Three days after Republican Gov. Susana Martinez vetoed funding for the Legislature, lawmakers on Monday approved another measure to pay for the 60-day session and provide emergency cash to pay jurors in the state’s court system.
Martinez’s veto demonstrated how even a routine bill that usually passes unanimously at the beginning of each legislative session could become mired in partisan politics this year.
Unclear is whether Martinez will sign the latest bill. If she does, it would hearten employees at the Capitol who are expecting a paycheck at the end of this week.
But the Senate stripped funding from the bill to pay for the Legislature’s year-round operations, meaning it also unclear whether cuts might still be in store for the offices responsible for analyzing bills, tracking state finances and serving as a watchdog on government.
The Senate approved the latest bill with bipartisan support, favoring it 35-5. The House concurred with a voice vote that seemed to go along party lines.
The measure provides about $8.6 million for the cost of the 60-day session, cutting 4 percent from each legislative chamber. It’s about $300,000 less than the bill the governor vetoed. She has three days to act on the new proposal.

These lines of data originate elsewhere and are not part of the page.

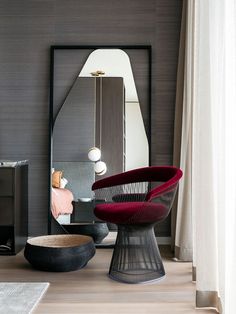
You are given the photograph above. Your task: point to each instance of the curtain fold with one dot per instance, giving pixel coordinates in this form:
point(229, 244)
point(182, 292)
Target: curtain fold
point(182, 213)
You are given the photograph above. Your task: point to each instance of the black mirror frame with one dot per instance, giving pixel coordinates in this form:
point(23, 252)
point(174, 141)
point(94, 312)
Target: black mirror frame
point(53, 49)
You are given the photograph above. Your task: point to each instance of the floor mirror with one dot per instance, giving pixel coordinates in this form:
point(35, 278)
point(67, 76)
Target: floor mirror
point(100, 125)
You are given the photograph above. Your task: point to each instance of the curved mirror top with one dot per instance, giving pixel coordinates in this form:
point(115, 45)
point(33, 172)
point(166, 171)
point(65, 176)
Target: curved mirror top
point(101, 111)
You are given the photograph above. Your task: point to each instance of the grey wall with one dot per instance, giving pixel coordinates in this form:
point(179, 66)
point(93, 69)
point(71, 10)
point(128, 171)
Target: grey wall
point(28, 28)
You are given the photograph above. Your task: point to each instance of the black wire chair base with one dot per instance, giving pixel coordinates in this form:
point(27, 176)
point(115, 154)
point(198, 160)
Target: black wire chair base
point(136, 257)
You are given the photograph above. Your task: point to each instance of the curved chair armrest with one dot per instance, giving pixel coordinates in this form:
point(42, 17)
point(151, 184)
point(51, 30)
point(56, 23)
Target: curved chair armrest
point(150, 174)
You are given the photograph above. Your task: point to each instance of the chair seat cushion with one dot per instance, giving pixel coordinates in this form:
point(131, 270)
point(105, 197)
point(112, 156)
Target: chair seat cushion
point(131, 212)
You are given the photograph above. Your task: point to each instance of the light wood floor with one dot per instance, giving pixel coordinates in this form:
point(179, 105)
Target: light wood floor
point(90, 291)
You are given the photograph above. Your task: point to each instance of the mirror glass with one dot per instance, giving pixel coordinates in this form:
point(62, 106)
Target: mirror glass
point(100, 109)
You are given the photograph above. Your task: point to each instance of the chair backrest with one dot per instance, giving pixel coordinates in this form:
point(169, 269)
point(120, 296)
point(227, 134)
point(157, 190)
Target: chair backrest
point(167, 174)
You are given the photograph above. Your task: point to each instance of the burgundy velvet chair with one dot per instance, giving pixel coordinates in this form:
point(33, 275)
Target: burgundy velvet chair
point(136, 200)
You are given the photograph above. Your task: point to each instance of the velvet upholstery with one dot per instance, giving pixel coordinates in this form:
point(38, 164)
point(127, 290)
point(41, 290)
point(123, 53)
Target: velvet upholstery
point(138, 199)
point(146, 211)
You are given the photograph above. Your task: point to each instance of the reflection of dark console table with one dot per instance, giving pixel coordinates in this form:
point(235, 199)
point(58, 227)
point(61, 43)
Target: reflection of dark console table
point(13, 208)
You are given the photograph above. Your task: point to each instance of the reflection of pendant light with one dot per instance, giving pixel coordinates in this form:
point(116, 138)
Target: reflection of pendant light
point(94, 154)
point(100, 168)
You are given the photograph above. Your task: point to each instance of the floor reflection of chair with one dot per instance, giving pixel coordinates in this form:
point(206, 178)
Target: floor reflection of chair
point(136, 200)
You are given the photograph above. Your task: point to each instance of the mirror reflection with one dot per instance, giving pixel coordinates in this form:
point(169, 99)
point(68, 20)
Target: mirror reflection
point(98, 131)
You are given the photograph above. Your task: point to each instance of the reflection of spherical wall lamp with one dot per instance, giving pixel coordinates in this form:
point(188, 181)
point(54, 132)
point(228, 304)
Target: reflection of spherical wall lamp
point(94, 154)
point(100, 168)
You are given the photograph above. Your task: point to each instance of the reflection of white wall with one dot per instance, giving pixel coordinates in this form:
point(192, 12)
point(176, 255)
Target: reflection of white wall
point(116, 63)
point(136, 141)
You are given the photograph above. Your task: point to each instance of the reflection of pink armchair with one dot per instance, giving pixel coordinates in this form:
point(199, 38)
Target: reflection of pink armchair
point(61, 202)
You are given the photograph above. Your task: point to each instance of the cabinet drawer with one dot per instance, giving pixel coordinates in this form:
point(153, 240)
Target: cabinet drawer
point(6, 211)
point(6, 182)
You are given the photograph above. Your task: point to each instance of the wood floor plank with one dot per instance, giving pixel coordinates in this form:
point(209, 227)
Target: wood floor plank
point(90, 291)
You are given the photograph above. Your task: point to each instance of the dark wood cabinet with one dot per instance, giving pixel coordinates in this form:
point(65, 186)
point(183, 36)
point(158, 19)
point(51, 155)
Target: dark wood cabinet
point(13, 208)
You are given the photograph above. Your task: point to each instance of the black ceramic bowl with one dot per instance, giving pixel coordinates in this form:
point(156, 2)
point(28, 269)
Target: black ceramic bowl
point(98, 231)
point(59, 253)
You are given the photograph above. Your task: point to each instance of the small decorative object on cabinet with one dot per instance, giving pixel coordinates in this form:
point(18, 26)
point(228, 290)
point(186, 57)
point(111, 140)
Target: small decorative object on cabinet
point(13, 206)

Martinez last week castigated Democrats for approving a bill to finance the session without the cuts proposed by Republicans and accepted unanimously by the House of Representatives earlier this month.
House Republicans said the Legislature should reduce its budget as it also slashes spending around state government. But the Senate did not take up the House bill. Instead, it approved a separate bill that did not include cuts, though it would have funded the Legislature at a lower level than in 2015, the last 60-day session.
Martinez described the addition of funding for the state’s courts and adult protective services to the Senate bill as “cynical and disturbing,” suggesting the judiciary was adequately financed.
Sen. John Arthur Smith, D-Deming, countered that the governor’s veto message was political rhetoric.
“We can throw a match on it or step back and let it roll like water off a duck’s back,” Smith said as the Senate took up the revised bill on Monday.
Staffers said the pay period ended Friday and they expect to be paid at the end of this week. That gave the Legislature until midweek to find a solution, according to Senate staff.
New Mexico legislators are the only ones in America who do not receive a base salary. Their stipend for expenses while on official business is $164 a day.
Debate was far more subdued on Monday than last week. Republicans still opposed adding emergency funding for the courts to a bill intended to pay for the legislative session. But Democrats said it was the fastest way to ensure that the justice system has money to pay jurors, though they dropped a proposal that passed last week to include funds to prevent furloughs in the state supreme court and fill a shortfall in the adult protective services program.
A few Democrats in the Senate argued that the bill would still allow for House staffers to keep raises they received under the former Republican majority.
“It’s unfortunate that through this dialogue there are some positions getting increases while everyone else is taking a haircut,” said Sen. John Sapien, D-Corrales.
House Republicans said the Senate’s insistence on passing a funding bill that adjusted the House’s spending and ignored its recommendations trampled the chamber’s very purpose.
“I do believe that going forward we need to assert our authority as a body and as a co-equal branch of the Legislature,” said House Minority Leader Nate Gentry, R-Albuquerque.